= Product feed =

A product feed or product data feed is a file made up of a list of products and attributes of those products organized so that each product can be displayed, advertised or compared in a unique way. A product feed typically contains a product image, title, product identifier, marketing copy, and product attributes. But, can also contain links to rich media assets such as videos, 3D animations, brochures, product stories, product relations, and reviews, as in the case of Open Icecat, the multilingual open content catalogue.

Product feeds supply the content that is presented on many kinds of e-commerce websites such as webshops, search engines, price comparison websites, affiliate networks, and other similar aggregators of e-commerce information. Product data feeds are generated by manufacturers, online retailers and, in some cases, product information is extracted using web scraping or harvested web harvesting from the online shops website.

==Applications==
While product feeds differ in content and structure, the goal remains the same – deliver high-quality (fresh, relevant, accurate, comprehensive) information so that shoppers can make a buying decision.
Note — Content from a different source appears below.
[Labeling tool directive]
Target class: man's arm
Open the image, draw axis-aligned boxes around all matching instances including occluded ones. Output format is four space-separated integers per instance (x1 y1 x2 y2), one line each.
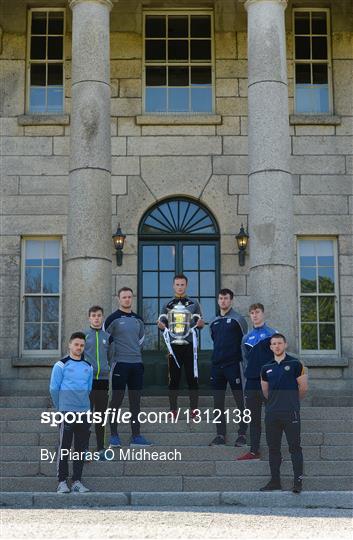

Product data feeds are often delivered between manufacturers, distributors and retailers, and are also used within a variety of online marketing channels that help shoppers locate and understand the product they wish to purchase and drive the traffic to the retailers' website. These marketing channels include:

1. Price comparison websites – Feeds are the product descriptive content needed to run sites that compare pricing (price comparison websites), attributes (mostly in vertical search portals) and availability.
2. Paid search affiliates – PPC campaigns use API's that receive a range of attributes within product feeds to determine campaign keywords and bidding.
3. Affiliate networks – affiliate networks funnel products though their platforms from merchants to affiliates.
4. Marketplaces – receive product feeds from their merchants (eBay and Amazon for example).
5. Social Networks - can accept product feeds from merchants to list products (Facebook, Instagram, Pinterest for example).

==Feed formats==
- After announcing the importance of quality product data feeds, Google has updated its feed requirements.
- Other product listing sites use proprietary formats that are either plain text or XML format.
- Emerging RDF format: Semantic web standards such as RDF are taking root. It is expected product feed will soon adopt this new web standard.